Many of our authors also open up the importance of analyzing the work that goes into making food images and sustaining the feed’s endless appetite for fresh content. This work is shaped by many factors, from gender and class to evolving photographic styles, and provokes many different forms of consumption, from pleasure to critique. Our book undercuts popular perceptions that Instagram is a less political platform, a place to post quick snaps with little effort or thought.

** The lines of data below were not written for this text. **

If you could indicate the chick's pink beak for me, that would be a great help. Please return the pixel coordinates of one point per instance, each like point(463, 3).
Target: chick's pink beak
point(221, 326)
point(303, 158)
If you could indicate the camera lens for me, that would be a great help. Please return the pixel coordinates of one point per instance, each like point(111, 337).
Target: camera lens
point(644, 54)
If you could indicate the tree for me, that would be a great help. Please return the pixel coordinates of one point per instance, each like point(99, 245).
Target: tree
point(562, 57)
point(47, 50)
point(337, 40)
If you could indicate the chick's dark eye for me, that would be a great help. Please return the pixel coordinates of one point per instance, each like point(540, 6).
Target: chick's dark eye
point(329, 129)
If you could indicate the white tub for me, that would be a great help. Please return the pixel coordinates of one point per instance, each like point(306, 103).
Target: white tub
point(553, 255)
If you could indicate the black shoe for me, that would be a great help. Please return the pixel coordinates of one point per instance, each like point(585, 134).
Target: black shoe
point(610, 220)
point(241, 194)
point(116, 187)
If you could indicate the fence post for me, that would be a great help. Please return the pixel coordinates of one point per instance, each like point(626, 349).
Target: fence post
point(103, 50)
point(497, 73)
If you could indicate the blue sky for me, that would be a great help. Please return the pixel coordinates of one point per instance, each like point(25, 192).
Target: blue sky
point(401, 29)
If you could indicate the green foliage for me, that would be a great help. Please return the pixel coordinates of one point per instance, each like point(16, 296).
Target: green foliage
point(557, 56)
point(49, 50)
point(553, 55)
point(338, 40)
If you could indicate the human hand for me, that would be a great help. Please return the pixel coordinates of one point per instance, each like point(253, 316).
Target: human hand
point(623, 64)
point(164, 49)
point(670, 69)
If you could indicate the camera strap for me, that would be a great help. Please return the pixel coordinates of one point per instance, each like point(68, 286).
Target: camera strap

Instagram is quite serious, meaningful, and worthy of our critical attention.

Q: What is the most important idea you hope readers will take away from your book?

For all readers, we hope they’ll appreciate how the book invites us to have fun with the range of food images and food practices that fill our social media feeds, at the same time as we can deepen our critical thinking about them. We sought out chapters that interweave celebrations of community, sexiness, satire, feminist play, beauty, and solidarity alongside questions about exploitation, power differentials, toxic gender norms, commercialism, inauthenticity, and so much more. We can bring critical attention to food and social media while still finding space for pleasure and playfulness.

For academics, we hope those researching in media studies and food studies will be newly inspired by the fruitful intersections between these already interdisciplinary fields. There remain many rich opportunities for applying media studies frameworks to food studies and food studies insights to media studies. We hope that our book provides a map for future efforts, and we sketch more possibilities in our Afterword. We are eager to see this area of study blossom.

Q: What do you like to read/watch/or listen to for fun?

As media studies professors we consume, analyze, and teach a lot of media! Emily recently did an interview here for the university student newspaper about her wide-ranging media tastes. As the mother of a 1-year-old, Zenia’s media diet is currently hijacked by textured books, cartoon lullabies, and sing-alongs, but she also loves to read non-fiction and wind down to travel shows.